Leucocyte invasion into the central nervous system in multiple sclerosis (MS) is complex, involving T-cell/endothelium interaction dependent upon initial adhesion mediated by molecules such as E-selectin, L-selectin, intracellular adhesion molecule-1 (ICAM-1) and vascular cell adhesion molecule-(VCAM-1). Circulating levels of these can be measured by sensitive enzyme-linked immunoassay (ELISA) techniques. To assess whether serum concentrations of soluble adhesion molecules vary across the spectrum of patients with relapsing-remitting (RR), secondary progressive (SP) and primary progressive (PP) MS, we measured circulating levels of soluble (s)E-selectin, sL-selectin, sICAM-1 and sVCAM-1 in serum obtained from 78 PPMS patients, 71 patients with RRMS, 65 patients with SPMS and 66 patients with other neurological disease using commercially available ELISA systems. Levels of serum sVCAM-1 were significantly elevated in PPMS compared with RRMS in remission (P = 0.0001) and in relapse (P = 0.0001), whilst sICAM-1 was significantly elevated in PPMS compared with all other MS groups (vs SPMS, P = 0.006; vs RRMS in relapse, P = 0.003; vs RRMS in remission, P = 0.0001). Serum sE-selectin levels were significantly higher in PPMS compared with all other groups except inflammatory neurological disease (IND) [vs SPMS, P = 0.029; vs RRMS in relapse, P = 0.002; vs RRMS in remission, P = 0.001; vs non-inflammatory neurological disease (NIND), P = 0.002; vs IND, P = 0.076]. In PPMS there was no correlation between levels of any adhesion molecule and disability or disease duration. These results provide evidence for significant immunological heterogeneity in MS and suggest that different leucocyte/endothelial cell interactions may be active in various MS subgroups. It also challenges the hypothesis that PPMS is a less inflammatory form of the disease.
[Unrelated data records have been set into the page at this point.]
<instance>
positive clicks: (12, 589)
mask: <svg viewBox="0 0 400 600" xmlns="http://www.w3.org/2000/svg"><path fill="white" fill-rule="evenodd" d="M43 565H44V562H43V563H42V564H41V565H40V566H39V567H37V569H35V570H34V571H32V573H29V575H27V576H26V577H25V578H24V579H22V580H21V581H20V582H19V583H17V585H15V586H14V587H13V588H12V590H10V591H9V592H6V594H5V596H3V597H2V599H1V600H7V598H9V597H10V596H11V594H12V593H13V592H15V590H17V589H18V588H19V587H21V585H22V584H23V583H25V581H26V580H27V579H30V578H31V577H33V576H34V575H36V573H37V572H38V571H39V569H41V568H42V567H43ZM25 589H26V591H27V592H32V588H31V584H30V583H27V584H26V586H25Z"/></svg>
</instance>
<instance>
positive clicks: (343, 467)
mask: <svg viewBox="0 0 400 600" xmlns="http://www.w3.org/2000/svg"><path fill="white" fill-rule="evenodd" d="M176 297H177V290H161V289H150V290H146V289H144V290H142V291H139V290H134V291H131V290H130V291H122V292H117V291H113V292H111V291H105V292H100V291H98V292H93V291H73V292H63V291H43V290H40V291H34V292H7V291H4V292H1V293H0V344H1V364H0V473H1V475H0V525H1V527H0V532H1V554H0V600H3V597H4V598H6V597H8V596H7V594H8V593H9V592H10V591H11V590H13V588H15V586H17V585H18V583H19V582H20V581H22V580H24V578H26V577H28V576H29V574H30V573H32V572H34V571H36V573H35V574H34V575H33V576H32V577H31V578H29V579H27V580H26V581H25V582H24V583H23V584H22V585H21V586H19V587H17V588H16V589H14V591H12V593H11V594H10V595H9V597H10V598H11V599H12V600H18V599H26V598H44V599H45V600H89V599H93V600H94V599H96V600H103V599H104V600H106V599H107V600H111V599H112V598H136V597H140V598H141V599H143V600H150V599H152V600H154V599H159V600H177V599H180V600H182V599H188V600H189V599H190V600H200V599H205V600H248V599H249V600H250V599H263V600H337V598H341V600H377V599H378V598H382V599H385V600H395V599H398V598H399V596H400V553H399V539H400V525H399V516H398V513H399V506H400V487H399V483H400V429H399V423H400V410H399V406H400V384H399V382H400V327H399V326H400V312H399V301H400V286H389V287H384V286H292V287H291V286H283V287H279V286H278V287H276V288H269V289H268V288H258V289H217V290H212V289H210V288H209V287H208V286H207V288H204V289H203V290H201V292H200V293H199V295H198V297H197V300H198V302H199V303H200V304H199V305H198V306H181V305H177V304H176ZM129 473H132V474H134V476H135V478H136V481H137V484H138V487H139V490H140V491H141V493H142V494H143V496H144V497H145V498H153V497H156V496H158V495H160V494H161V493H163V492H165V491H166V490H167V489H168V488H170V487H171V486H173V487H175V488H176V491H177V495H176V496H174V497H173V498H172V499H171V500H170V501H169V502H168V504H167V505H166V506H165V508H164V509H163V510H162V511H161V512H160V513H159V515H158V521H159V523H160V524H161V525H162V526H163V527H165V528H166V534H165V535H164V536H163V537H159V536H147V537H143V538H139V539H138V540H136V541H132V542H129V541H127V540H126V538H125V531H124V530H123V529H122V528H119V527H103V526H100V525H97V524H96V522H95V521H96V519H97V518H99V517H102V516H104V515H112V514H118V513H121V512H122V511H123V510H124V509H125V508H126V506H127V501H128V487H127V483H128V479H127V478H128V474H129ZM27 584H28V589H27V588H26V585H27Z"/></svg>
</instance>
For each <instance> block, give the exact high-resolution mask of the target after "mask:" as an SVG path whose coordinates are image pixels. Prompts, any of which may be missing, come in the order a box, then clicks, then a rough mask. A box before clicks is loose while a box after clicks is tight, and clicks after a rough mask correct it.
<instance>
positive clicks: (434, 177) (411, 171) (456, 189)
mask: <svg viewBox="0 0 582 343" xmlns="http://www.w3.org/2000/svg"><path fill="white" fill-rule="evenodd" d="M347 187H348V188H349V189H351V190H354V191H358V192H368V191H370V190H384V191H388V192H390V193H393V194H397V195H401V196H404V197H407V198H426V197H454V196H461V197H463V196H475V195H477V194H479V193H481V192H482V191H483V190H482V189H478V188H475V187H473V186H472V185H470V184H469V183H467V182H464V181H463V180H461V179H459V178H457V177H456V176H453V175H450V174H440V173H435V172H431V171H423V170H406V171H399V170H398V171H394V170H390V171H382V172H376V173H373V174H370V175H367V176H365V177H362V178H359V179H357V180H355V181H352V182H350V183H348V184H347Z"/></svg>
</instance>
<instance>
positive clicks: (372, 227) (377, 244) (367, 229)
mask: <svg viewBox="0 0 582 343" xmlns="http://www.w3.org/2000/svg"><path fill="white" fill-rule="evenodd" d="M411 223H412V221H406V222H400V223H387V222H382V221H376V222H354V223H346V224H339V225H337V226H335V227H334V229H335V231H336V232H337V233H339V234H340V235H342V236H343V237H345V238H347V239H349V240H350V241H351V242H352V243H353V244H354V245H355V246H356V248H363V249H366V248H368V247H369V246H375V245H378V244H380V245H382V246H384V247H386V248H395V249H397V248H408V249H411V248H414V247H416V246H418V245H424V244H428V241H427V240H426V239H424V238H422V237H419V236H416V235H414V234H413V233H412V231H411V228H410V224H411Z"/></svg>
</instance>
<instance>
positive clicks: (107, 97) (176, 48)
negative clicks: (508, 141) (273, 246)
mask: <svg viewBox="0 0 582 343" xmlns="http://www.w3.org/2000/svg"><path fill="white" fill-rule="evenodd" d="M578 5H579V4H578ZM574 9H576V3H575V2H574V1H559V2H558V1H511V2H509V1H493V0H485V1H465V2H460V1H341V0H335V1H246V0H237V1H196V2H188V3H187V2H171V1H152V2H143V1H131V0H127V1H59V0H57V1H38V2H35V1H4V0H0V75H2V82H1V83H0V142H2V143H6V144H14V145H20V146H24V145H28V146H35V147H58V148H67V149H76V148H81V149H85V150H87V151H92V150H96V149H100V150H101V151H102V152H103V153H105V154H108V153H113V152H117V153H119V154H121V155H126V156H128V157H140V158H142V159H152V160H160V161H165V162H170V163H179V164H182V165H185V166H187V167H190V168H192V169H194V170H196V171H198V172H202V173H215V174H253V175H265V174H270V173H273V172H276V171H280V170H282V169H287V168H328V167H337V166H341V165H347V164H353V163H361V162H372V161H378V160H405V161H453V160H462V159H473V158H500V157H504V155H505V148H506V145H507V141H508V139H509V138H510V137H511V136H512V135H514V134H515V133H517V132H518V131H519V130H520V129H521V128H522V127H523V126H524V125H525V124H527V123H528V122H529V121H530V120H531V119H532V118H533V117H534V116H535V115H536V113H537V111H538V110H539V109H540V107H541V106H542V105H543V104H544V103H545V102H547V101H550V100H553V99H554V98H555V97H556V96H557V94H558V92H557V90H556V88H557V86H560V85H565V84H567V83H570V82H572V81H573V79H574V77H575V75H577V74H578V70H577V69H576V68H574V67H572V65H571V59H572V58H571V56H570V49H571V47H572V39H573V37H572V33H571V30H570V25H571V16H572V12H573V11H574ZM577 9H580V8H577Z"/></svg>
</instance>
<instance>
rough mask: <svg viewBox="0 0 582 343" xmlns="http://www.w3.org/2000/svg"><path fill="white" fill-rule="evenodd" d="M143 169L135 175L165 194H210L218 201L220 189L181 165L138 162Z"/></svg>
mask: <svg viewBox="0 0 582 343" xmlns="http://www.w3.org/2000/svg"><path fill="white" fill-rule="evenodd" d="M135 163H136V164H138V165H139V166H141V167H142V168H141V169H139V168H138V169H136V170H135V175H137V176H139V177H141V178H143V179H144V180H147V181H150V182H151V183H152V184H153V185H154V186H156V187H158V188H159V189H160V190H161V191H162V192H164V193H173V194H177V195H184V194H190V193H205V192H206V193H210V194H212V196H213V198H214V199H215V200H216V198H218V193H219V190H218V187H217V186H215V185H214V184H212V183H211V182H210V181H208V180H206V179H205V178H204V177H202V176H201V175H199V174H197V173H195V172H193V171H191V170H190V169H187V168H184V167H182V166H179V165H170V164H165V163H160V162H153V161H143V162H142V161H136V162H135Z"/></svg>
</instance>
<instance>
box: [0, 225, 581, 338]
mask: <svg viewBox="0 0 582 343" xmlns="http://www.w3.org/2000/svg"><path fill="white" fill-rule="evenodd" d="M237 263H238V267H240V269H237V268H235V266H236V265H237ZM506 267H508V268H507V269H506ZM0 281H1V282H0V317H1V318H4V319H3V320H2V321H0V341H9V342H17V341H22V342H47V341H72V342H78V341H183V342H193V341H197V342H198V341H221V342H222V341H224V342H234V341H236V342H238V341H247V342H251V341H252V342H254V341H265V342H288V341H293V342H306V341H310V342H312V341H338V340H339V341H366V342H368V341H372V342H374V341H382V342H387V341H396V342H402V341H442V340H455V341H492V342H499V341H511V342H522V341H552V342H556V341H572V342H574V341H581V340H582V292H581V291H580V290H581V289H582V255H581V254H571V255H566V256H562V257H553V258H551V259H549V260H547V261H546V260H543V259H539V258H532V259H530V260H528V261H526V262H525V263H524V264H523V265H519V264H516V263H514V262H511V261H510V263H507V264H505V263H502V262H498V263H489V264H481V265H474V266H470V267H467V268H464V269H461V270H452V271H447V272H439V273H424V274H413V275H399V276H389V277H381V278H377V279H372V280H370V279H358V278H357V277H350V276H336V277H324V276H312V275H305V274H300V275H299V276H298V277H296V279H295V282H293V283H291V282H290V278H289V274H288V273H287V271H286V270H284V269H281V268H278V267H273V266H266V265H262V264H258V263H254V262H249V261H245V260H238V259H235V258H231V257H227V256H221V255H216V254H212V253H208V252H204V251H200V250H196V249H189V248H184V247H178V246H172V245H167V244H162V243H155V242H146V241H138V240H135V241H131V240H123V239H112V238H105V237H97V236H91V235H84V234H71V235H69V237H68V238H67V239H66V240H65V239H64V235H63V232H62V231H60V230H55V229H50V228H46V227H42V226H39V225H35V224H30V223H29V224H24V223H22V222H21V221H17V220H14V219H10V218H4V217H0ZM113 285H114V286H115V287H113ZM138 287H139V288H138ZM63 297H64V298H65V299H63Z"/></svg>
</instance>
在多发性硬化症(MS)中,白细胞侵入中枢神经系统的过程很复杂,涉及T细胞与内皮细胞的相互作用,这种相互作用依赖于由E-选择素、L-选择素、细胞间黏附分子-1(ICAM-1)和血管细胞黏附分子-1(VCAM-1)等分子介导的初始黏附。这些分子的循环水平可以通过灵敏的酶联免疫吸附测定(ELISA)技术进行检测。为了评估复发缓解型(RR)、继发进展型(SP)和原发进展型(PP)MS患者血清中可溶性黏附分子的浓度是否存在差异,我们使用市售ELISA系统测量了78例PPMS患者、71例RRMS患者、65例SPMS患者和66例其他神经系统疾病患者血清中可溶性(s)E-选择素、sL-选择素、sICAM-1和sVCAM-1的循环水平。与缓解期的RRMS相比(P = 0.0001)以及与复发期的RRMS相比(P = 0.0001),PPMS患者血清sVCAM-1水平显著升高,而与所有其他MS组相比,PPMS患者的sICAM-1水平显著升高(与SPMS相比,P = 0.006;与复发期的RRMS相比,P = 0.003;与缓解期的RRMS相比,P = 0.0001)。与除炎性神经系统疾病(IND)外的所有其他组相比,PPMS患者血清sE-选择素水平显著更高[与SPMS相比,P = 0.029;与复发期的RRMS相比,P = 0.002;与缓解期的RRMS相比,P = 0.001;与非炎性神经系统疾病(NIND)相比,P = 0.002;与IND相比,P = 0.076]。在PPMS中,任何黏附分子的水平与残疾程度或疾病持续时间之间均无相关性。这些结果为MS中显著的免疫异质性提供了证据,并表明不同的白细胞/内皮细胞相互作用可能在各种MS亚组中起作用。这也对PPMS是该疾病炎症较轻形式的假说提出了挑战。